The Bikavac fire was an atrocity perpetrated in Bikavac, near Višegrad, eastern Bosnia, on 27 June 1992 in which at least 60 Bosniak civilians, mostly women and children, were killed after the house in which they were confined was set on fire.[1]
On 20 July 2009 Milan Lukić and Sredoje Lukić were sentenced to life and 30 years’ imprisonment respectively, for crimes that include the Bikavac fire and the murder of 59 Bosniak civilians in the Pionirska Street fire on 14 June 1992, locking them into one room of a house and setting the house on fire.[2]
It was found that on 27 June 1992 during the campaign of ethnic cleansing in the Bosnian Serb ethnic cleansing of the Drina Valley Bosnian under the command of Milan Lukić forced approximately 70 Bosniak civilians into one room of in a house in the settlement of Bikavac, near Višegrad. After the captives were robbed, the house was set on fire and the occupants were left to burn alive. The International Criminal Tribunal for the former Yugoslavia Trial Chamber found that at least 60 Bosniak civilians were killed in the fire.[2]
According to the testimony of Zehra Turjačanin, there were many children in the house, the youngest less than one year old. Most of the victims were young women with children, along with some elderly men and women. The Serb soldiers broke the windows, threw hand grenades into the house and fired shots at the people inside, then set the house on fire. She and one of her sisters managed to get to the door, but a heavy iron garage door had been placed against it from the outside. She managed to squeeze through a small gap in the door; her sister remained inside. Outside Serb soldiers were lying on the grass, drinking[3]

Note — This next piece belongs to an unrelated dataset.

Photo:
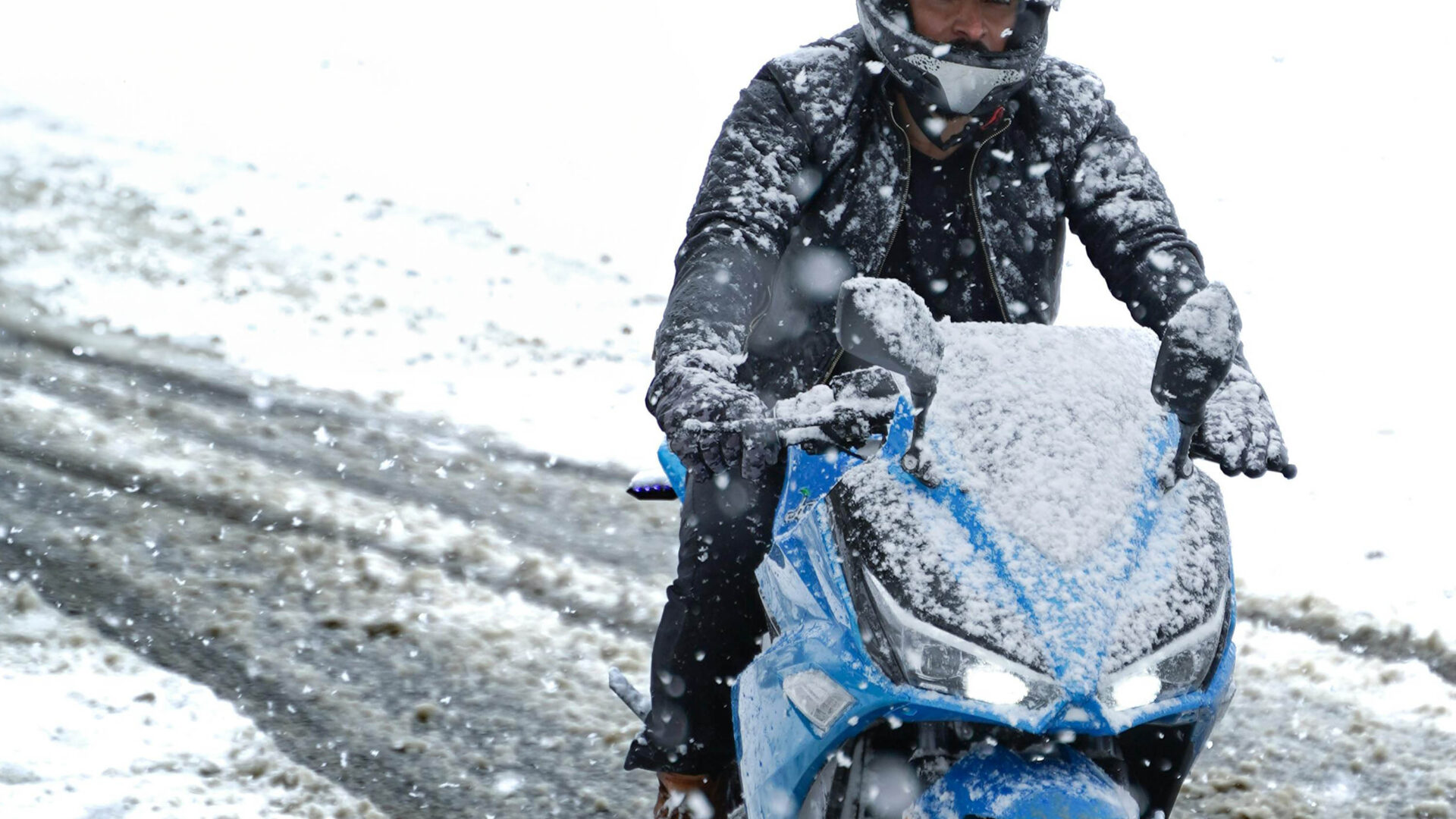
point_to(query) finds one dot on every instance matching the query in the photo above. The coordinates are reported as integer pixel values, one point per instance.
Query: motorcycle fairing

When Judge Patrick Robinson, presiding, summed up the International Criminal Tribunal for the former Yugoslavia's findings following the trial of Milan Lukić and Lukić's cousin Sredoje Lukić, he observed that "In the all too long, sad and wretched history of man’s inhumanity to man, the Pionirska street and Bikavac fires must rank high. At the close of the twentieth century, a century marked by war and bloodshed on a colossal scale, these horrific events stand out for the viciousness of the incendiary attack, for the obvious premeditation and calculation that defined it, for the sheer callousness and brutality of herding, trapping and locking the victims in the two houses, thereby rendering them helpless in the ensuing inferno, and for the degree of pain and suffering inflicted on the victims as they were burnt alive."[1]